EEG and events creation are again broken into two pipelines, built with submission.pipelines.build_convert_eeg_pipeline and submission.pipelines.build_convert_events_pipeline.

These pipelines read in the initial MATLAB events, then convert these events directly to recarrays, using one of the classes in parsers.mat_converter.

Comparing

If events are built from scratch and MATLAB events exist, the submission utility has the ability to compare the existing MATLAB events to the recarray events that are generated.

The file tests.test_event_creation is terrible, and contains all of the exceptions that were necessary to get the matlab events to agree with the recarray events. Most of these are individual differences due to the reprocessing of data, or due to mistakes in the original data.

Additional notes

  • Some reorganization of the files and directories into more sensible units would be nice. The directory readers should probably just be eeg, and submission.convenience should probably just be submission.submission.

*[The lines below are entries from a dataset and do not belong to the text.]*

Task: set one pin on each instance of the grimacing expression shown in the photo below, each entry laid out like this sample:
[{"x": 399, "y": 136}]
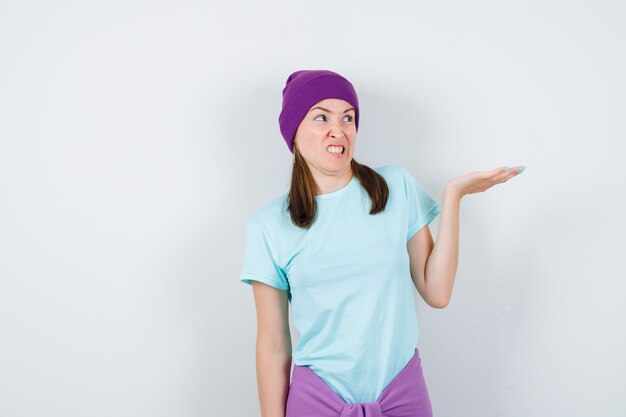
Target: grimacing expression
[{"x": 326, "y": 135}]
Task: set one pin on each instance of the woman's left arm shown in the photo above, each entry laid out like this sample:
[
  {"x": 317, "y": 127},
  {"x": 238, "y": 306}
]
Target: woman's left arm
[{"x": 434, "y": 266}]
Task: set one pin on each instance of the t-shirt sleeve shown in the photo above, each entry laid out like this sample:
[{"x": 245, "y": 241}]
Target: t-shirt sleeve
[
  {"x": 422, "y": 207},
  {"x": 260, "y": 261}
]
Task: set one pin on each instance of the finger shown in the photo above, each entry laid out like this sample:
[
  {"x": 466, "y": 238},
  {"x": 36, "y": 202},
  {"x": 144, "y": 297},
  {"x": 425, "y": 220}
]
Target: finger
[{"x": 508, "y": 174}]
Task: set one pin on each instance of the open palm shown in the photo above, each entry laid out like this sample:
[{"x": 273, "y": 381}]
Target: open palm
[{"x": 479, "y": 181}]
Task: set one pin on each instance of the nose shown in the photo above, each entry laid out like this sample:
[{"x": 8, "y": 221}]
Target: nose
[{"x": 335, "y": 130}]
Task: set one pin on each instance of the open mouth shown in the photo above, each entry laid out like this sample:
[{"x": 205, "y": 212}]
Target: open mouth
[{"x": 336, "y": 149}]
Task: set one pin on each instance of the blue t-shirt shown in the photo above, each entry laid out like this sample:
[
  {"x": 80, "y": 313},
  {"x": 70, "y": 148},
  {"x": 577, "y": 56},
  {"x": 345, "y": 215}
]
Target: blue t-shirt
[{"x": 348, "y": 280}]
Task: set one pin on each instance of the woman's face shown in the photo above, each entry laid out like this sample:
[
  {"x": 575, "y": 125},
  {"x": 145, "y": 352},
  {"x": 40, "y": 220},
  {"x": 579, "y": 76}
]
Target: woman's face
[{"x": 328, "y": 122}]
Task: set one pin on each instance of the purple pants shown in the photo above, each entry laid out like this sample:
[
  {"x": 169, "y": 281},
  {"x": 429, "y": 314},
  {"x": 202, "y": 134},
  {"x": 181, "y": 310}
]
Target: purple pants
[{"x": 405, "y": 396}]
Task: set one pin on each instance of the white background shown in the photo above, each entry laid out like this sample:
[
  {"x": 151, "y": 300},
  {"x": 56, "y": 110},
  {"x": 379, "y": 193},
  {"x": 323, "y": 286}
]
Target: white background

  • pulse_extraction and pulse_extraction_2 contain almost identical codebases, and should be combined into a single file. They differ in that one reads split eeg and one reads raw eeg.

  • Additional command line options can be specified in config.config.yml

  • The python logging class is at the root of the loggers.logger. It simply sets up defaults so that information will be printed in the right way, and will be logged to a rotating file in the protocols database

  • There is an extra layer of abstraction in the input process through the file submission.automation. This file specifies the builders for different pipelines, and helps to keep track of errors and successes in the case in which multiple pipelines are created and processed at the same time.